It was something to grapple with before kids, but on a MUCH lesser scale. Sure, I often had to struggle to put my needs aside for Tuan's or during camp there would be times where I struggled with giving up my wants. On a daily basis, however, I was pretty much on my own and dwelling in comfortable solitude and self-indulgence. Now, hourly I am pulled in many directions. From the moment my eyes open until my head hits the pillow (and often many times after) someone, somewhere in this house is needing me, wanting me, calling me.

Life with three is not as hard as it could be. I am thankful for "schedules" and fairly content children. But it is hard. Housework is unending. Little souls need their love buckets filled, their needs met--and they don't observe the clock. Some days I desperately crave sleep and it doesn't happen. Yesterday was one of them. I had just fallen asleep for that Sacred Sunday nap and J came in our room and woke me up. I was ugly, impatient and sent him back to his room. At that point, sleep was over, but an ill spirit and sinful attitude were just beginning.

Do you ever just want to wallow in your self-pity, anger and sinfulness? I do.

By God's grace, I decided to get up and take J for a walk so Tuan could have some peace and quiet. We went over to camp and played and walked and explored for well over an hour. It was so much fun and refreshing--and he NEEDED that quality time.

A life of self-renouncing love is one of liberty.

I think this is going to be a life-long lesson--one that constantly unfolds.

When I was a counselor we had one evening off a week. It lasted about four hours and that was our only off-time. When our activity ended and our campers were at the tree house we were free to go. I, however, worked at the ropes course--which never ended on time and I was a tractor driver. I remember one evening I was ferrying kids from the ropes course and literally seeing my off-time dwindle away with each trip. On the way back to ropes I was thinking about how much of MY time was diminishing and like a bolt of lightning it hit me: IT WAS NEVER "MY" TIME IN THE FIRST PLACE. All that I was, all that I possessed belonged to God (including my time). Realizing that was absolutely liberating. I couldn't be selfish with my time because it didn't belong to me to begin with. It belonged to Him.

It is easy to be free with someone else's possessions, money, time because it is not yours. The same thing applies to us. Our talents, time, things all belong to him and realizing that gives great liberty (and great responsibility). That moment changed me and really affected the rest of my summer--for the good.
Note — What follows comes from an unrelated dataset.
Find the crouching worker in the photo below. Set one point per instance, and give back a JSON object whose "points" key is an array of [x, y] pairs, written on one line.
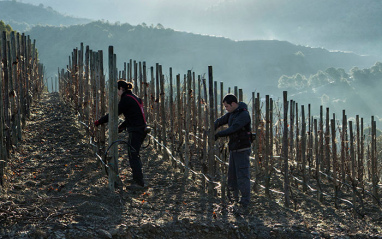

I have to constantly re-learn these truths. It is not fun, nor easy, but good.

A life of self-renouncing love is one of liberty . . .

2 comments:

Caroline said...

I remember having the very same lightning bolt realization that summer while hiding in the woods during the counselor hunt (shrinking at the sound of little voices!).

Anna H said...

thanks for this post--it was great lesson and i will be reading it often!